Any implementation of Ordered Set in Java?

Every Set has an iterator(). A normal HashSet's iterator is quite random, a TreeSet does it by sort order, a LinkedHashSet iterator iterates by insert order.

You can't replace an element in a LinkedHashSet, however. You can remove one and add another, but the new element will not be in the place of the original. In a LinkedHashMap, you can replace a value for an existing key, and then the values will still be in the original order.

Also, you can't insert at a certain position.

Maybe you'd better use an ArrayList with an explicit check to avoid inserting duplicates.

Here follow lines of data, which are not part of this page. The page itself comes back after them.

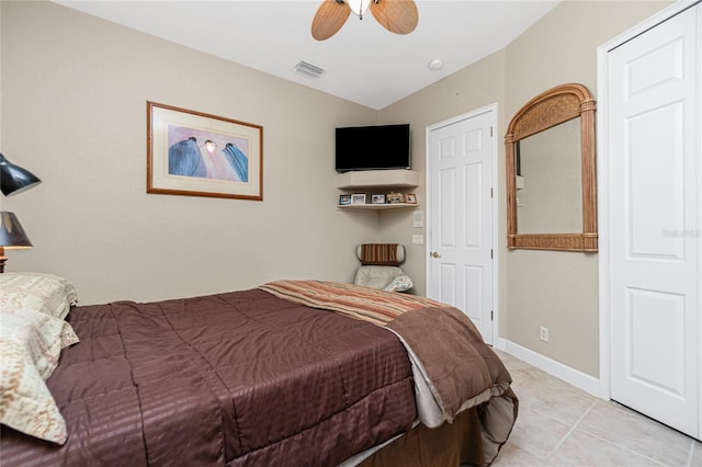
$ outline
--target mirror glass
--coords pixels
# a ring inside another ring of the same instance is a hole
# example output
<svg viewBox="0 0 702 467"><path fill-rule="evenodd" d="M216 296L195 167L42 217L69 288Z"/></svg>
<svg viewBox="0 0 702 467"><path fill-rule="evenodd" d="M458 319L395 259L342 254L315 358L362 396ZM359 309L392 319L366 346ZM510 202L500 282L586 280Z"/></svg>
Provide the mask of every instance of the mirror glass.
<svg viewBox="0 0 702 467"><path fill-rule="evenodd" d="M518 234L581 232L580 118L516 145Z"/></svg>
<svg viewBox="0 0 702 467"><path fill-rule="evenodd" d="M596 107L585 86L561 84L510 121L507 248L597 251Z"/></svg>

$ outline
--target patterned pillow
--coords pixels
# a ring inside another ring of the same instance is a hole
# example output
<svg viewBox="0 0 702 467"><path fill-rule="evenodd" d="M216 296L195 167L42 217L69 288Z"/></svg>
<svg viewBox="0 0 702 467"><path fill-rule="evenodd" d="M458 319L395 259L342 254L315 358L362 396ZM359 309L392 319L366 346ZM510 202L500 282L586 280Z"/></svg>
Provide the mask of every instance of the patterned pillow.
<svg viewBox="0 0 702 467"><path fill-rule="evenodd" d="M66 422L44 383L61 349L78 342L63 319L11 306L0 314L0 423L42 440L66 443Z"/></svg>
<svg viewBox="0 0 702 467"><path fill-rule="evenodd" d="M0 309L31 309L64 319L76 305L76 288L67 280L43 273L0 274Z"/></svg>

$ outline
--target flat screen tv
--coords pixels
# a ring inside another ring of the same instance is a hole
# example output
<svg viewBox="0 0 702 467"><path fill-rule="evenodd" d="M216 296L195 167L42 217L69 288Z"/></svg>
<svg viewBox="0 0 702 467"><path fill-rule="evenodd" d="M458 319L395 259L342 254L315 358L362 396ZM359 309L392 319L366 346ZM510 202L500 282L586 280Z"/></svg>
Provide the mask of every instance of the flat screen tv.
<svg viewBox="0 0 702 467"><path fill-rule="evenodd" d="M409 124L337 128L337 172L409 169Z"/></svg>

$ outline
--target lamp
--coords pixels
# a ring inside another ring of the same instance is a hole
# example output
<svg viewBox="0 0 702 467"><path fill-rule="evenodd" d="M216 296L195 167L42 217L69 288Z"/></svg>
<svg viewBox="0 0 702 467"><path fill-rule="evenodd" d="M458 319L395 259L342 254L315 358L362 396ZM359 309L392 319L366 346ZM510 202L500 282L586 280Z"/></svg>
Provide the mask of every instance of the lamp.
<svg viewBox="0 0 702 467"><path fill-rule="evenodd" d="M5 248L8 250L32 248L32 242L14 213L2 210L0 212L0 273L4 272L4 263L8 261L4 255Z"/></svg>
<svg viewBox="0 0 702 467"><path fill-rule="evenodd" d="M26 169L15 166L0 152L0 186L5 196L14 196L42 183Z"/></svg>

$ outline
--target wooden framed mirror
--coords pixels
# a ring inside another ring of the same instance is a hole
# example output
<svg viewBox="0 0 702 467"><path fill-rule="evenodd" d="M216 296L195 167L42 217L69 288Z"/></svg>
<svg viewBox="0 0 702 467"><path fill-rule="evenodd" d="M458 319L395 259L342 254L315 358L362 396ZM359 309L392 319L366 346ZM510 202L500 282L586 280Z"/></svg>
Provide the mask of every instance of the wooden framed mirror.
<svg viewBox="0 0 702 467"><path fill-rule="evenodd" d="M507 247L597 251L595 110L582 84L529 101L505 136Z"/></svg>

Take a look at the Java standard API doc. Right next to LinkedHashMap, there is a LinkedHashSet. But note that the order in those is the insertion order, not the natural order of the elements. And you can only iterate in that order, not do random access (except by counting iteration steps).

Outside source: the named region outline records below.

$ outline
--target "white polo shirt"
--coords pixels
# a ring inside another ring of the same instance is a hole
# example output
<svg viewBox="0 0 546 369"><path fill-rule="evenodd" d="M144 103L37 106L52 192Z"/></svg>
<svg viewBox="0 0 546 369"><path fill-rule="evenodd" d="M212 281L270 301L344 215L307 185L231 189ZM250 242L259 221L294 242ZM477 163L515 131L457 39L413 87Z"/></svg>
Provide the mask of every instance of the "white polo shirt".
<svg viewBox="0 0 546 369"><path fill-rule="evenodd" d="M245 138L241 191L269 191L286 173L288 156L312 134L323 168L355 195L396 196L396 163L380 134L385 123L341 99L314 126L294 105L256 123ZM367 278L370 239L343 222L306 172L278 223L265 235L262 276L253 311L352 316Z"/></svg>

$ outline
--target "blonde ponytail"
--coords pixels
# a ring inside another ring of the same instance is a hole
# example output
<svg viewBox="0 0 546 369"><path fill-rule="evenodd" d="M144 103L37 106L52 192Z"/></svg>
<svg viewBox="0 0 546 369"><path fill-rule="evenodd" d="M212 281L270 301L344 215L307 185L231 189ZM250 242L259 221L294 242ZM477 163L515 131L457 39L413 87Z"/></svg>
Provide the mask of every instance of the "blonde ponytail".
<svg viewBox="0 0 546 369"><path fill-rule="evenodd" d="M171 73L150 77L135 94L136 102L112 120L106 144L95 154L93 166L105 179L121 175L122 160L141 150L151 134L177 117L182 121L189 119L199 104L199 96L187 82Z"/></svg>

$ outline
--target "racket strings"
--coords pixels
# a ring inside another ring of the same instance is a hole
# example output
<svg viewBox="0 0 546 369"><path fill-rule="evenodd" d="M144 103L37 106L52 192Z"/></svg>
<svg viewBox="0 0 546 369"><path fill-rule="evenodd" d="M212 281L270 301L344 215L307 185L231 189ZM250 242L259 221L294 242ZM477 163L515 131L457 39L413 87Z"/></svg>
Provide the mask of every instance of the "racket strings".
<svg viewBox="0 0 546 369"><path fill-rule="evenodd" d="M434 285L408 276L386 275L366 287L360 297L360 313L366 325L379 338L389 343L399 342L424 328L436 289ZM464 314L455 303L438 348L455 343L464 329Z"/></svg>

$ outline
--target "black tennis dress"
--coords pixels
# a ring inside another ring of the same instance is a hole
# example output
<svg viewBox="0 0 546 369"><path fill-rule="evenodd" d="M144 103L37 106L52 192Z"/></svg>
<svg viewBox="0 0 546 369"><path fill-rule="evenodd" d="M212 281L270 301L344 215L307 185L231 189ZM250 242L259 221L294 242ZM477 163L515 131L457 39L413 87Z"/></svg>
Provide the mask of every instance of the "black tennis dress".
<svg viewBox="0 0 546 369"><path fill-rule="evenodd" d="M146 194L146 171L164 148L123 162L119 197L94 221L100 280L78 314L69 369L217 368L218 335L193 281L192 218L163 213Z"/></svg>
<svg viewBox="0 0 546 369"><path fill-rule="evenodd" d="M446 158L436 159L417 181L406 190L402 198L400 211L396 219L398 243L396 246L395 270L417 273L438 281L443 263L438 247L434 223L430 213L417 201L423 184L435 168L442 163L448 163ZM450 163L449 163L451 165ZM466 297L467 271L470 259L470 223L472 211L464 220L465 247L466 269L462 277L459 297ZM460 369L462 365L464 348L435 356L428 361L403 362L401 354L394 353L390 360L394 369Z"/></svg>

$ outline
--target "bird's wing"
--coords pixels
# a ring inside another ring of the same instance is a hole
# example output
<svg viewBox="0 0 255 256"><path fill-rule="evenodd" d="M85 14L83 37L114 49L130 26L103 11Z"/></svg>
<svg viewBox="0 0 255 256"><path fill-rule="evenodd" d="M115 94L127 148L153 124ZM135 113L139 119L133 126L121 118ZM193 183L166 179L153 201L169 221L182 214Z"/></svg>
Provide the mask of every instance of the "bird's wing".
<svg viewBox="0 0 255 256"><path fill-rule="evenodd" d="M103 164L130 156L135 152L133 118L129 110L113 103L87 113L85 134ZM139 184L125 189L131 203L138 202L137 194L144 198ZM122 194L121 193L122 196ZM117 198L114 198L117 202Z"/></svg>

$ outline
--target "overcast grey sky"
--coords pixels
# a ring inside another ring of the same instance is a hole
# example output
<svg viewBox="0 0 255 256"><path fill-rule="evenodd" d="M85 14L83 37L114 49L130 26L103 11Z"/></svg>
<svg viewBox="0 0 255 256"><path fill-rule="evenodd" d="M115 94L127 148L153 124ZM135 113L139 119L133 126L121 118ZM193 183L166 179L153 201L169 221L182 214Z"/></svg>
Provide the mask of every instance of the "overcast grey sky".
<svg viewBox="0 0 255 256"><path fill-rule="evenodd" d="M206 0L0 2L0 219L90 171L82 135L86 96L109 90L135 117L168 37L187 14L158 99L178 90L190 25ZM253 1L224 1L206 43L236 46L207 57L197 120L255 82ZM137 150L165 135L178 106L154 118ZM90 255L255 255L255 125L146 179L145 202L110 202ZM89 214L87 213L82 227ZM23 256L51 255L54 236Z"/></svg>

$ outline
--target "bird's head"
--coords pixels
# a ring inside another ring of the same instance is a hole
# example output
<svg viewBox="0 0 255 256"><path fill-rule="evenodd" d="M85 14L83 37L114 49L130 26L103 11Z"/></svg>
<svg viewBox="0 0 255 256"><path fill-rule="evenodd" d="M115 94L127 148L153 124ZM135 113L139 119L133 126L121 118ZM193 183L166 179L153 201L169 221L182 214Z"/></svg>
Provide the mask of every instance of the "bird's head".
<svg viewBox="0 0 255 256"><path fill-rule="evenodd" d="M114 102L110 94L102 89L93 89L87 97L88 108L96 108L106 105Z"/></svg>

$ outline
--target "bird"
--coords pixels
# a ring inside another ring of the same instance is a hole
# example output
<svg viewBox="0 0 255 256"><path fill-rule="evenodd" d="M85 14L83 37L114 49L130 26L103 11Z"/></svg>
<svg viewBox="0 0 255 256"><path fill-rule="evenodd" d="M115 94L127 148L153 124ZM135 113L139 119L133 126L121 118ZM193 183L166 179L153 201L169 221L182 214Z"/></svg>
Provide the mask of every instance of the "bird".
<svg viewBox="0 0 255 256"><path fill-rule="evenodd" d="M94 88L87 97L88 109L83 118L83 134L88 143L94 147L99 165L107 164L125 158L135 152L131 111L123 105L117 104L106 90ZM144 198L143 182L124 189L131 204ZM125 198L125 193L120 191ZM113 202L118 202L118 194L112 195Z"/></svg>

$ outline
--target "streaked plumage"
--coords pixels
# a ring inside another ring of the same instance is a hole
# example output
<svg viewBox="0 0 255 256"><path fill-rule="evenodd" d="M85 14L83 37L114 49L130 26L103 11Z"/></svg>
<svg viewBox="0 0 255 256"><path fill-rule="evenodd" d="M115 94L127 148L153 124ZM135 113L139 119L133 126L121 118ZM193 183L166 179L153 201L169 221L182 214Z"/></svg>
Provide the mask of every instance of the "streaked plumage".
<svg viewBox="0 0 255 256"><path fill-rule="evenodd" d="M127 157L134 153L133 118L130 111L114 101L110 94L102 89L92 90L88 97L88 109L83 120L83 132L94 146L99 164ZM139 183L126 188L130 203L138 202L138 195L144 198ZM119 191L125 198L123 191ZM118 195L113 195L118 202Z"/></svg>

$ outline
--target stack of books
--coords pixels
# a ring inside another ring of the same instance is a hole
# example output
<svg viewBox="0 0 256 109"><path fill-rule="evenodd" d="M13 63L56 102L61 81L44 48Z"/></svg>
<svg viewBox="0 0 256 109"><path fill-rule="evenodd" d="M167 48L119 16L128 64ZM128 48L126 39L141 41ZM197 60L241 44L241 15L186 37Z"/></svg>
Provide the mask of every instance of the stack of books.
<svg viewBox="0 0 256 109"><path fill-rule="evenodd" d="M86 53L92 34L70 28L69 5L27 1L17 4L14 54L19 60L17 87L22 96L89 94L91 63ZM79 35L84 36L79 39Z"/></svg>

There is also an interface SortedSet implemented by TreeSet and ConcurrentSkipListSet. Both allow iteration in the natural order of their elements or a Comparator, but not random access or insertion order.

For a data structure that has both efficient access by index and can efficiently implement the set criterium, you'd need a skip list, but there is no implementation with that functionality in the Java Standard API, though I am certain it's easy to find one on the internet.


TreeSet is ordered.

http://docs.oracle.com/javase/6/docs/api/java/util/TreeSet.html


Take a look at LinkedHashSet class

From Java doc:

Hash table and linked list implementation of the Set interface, with predictable iteration order. This implementation differs from HashSet in that it maintains a doubly-linked list running through all of its entries. This linked list defines the iteration ordering, which is the order in which elements were inserted into the set (insertion-order). Note that insertion order is not affected if an element is re-inserted into the set. (An element e is reinserted into a set s if s.add(e) is invoked when s.contains(e) would return true immediately prior to the invocation.).